Catcher had three great races in which he often placed ahead of some of his biggest PNSA competitors. In the skate sprint, he had a bit of a rough start. The snow was choppy and the cue to begin the race was confusing. However, once past the first section, Catcher raced well, finishing only 3.6 seconds away from qualifying for the heats. He placed 40th. In the 5k classic, Catcher paced himself well with very consistent splits for both laps. Although his grip wax gave him some trouble, Catcher stayed strong with his double poling and quickness up the hills. He finished in 39th place. On the last day of racing, Catcher participated in the 5k skate. The conditions were much slower than in the previous races and after two hard days, he felt a bit fatigued. However, he was very strong on the final climb and in the end he felt proud of his effort. Catcher finished 49th in the group of highly competitive boys. After the races had finished, Catcher said that he missed having to qualify in order to attend Nationals. However, he worked hard during the training season and had many great races this year. Without a doubt, he’s a strong competitor against other high-level skiers!
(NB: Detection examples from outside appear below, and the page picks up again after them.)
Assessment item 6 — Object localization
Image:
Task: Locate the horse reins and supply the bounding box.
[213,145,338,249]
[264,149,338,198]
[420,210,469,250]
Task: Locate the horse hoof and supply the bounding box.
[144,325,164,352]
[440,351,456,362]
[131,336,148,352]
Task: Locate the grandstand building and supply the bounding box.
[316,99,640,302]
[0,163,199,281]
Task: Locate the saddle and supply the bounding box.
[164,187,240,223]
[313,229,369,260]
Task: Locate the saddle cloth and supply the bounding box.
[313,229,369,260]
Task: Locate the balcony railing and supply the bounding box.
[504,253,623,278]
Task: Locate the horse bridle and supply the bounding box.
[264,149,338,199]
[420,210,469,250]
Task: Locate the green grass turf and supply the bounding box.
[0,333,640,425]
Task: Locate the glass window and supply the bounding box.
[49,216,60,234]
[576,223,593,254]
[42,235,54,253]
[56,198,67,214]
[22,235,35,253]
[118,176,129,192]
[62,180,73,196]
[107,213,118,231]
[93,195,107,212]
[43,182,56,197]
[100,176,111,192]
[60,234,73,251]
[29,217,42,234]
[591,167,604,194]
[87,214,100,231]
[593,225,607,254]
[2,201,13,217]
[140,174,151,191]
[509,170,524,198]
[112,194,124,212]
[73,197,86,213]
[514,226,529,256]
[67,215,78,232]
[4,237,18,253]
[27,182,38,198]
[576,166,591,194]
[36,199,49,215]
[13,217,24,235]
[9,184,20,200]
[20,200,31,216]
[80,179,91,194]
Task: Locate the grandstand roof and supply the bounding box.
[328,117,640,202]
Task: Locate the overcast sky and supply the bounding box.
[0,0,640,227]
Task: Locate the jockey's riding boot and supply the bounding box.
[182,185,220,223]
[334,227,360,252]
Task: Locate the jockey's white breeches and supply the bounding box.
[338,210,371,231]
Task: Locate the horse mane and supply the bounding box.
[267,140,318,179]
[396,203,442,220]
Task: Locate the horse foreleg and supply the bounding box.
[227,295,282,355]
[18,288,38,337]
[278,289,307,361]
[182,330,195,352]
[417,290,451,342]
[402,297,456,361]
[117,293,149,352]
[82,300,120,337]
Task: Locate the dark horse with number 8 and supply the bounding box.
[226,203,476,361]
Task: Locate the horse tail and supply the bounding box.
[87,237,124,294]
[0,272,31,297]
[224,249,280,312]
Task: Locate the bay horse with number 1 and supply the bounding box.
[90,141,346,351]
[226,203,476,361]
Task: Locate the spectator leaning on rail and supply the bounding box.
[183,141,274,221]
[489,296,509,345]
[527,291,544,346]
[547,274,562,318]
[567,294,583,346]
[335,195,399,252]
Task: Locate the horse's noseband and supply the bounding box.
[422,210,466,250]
I was very excited to be racing against so many high-level skiers in SoHo once again. In the skate sprint, I felt that I didn’t use enough energy and had a lot left to give. However, my skis were very fast, allowing me to speed past others in a tuck. Despite my lack of effort, I had my best finish of the three events, placing 40th. In the classic 5k, I felt strong on the uphills and had great grip wax. On the first downhill, I ran up on another racer’s skis after calling for the track twice. In a split moment, I had to hop to the right to avoid crashing, and got a bit crossed up. I managed to stay upright and in the end finished in 47th place, feeling that I used my full effort. The last race was my most difficult. I had a good first lap, but just about half way through the race, I ran out of power. I pushed through it and by the last couple of hills on the last lap, I felt my strongest. I powered as hard as I could over the last climb and placed 46th. I was glad that I could race against so many fast skiers and I’m now beginning to form goals to do even better next year.

On the way home from Utah, we stopped at Anthony Lakes ski area. The elevation is about 7,200 feet and there are 30 kilometers of groomed trails. The Elkhorn Crest Highway had been specially groomed that week, so we skated along it until coming to a smaller groomed road. This road then took us to the top of a downhill ski slope. Sporting our nordic gear, we skied back to the main trails alpine style! We got some stares from people on the chairlift wondering why we looked so out of control! The trails at Anthony Lakes have lots of variation in terrain with hard climbs and wicked fast downhills. It’s a great place to ski with excellent grooming so stop by if you get the chance!

    This season has been a fun one for the Teacup junior team despite not being able to travel to the JNQ races in Spokane and Methow. Having so many racing opportunities this year has been incredible. Thank you to all of the Teacup board and volunteers as well as MBSEF for putting on such great races this season. Also, we appreciate Harold for taking so much time to groom the Teacup trails so perfectly for the races. Finally, a special thank you to Karl for being the most amazing coach and for his awesome ski prep! I always have a great time at practices and races thanks to him. During the past few years that I've raced for Teacup, I've learned so much from Karl about technique, waxing, and above all how to have fun while skiing. It's been a blast!

It’s always great to see more people skiing on the trails at Teacup so keep getting out there while there’s still snow! Thanks for all of the support this season!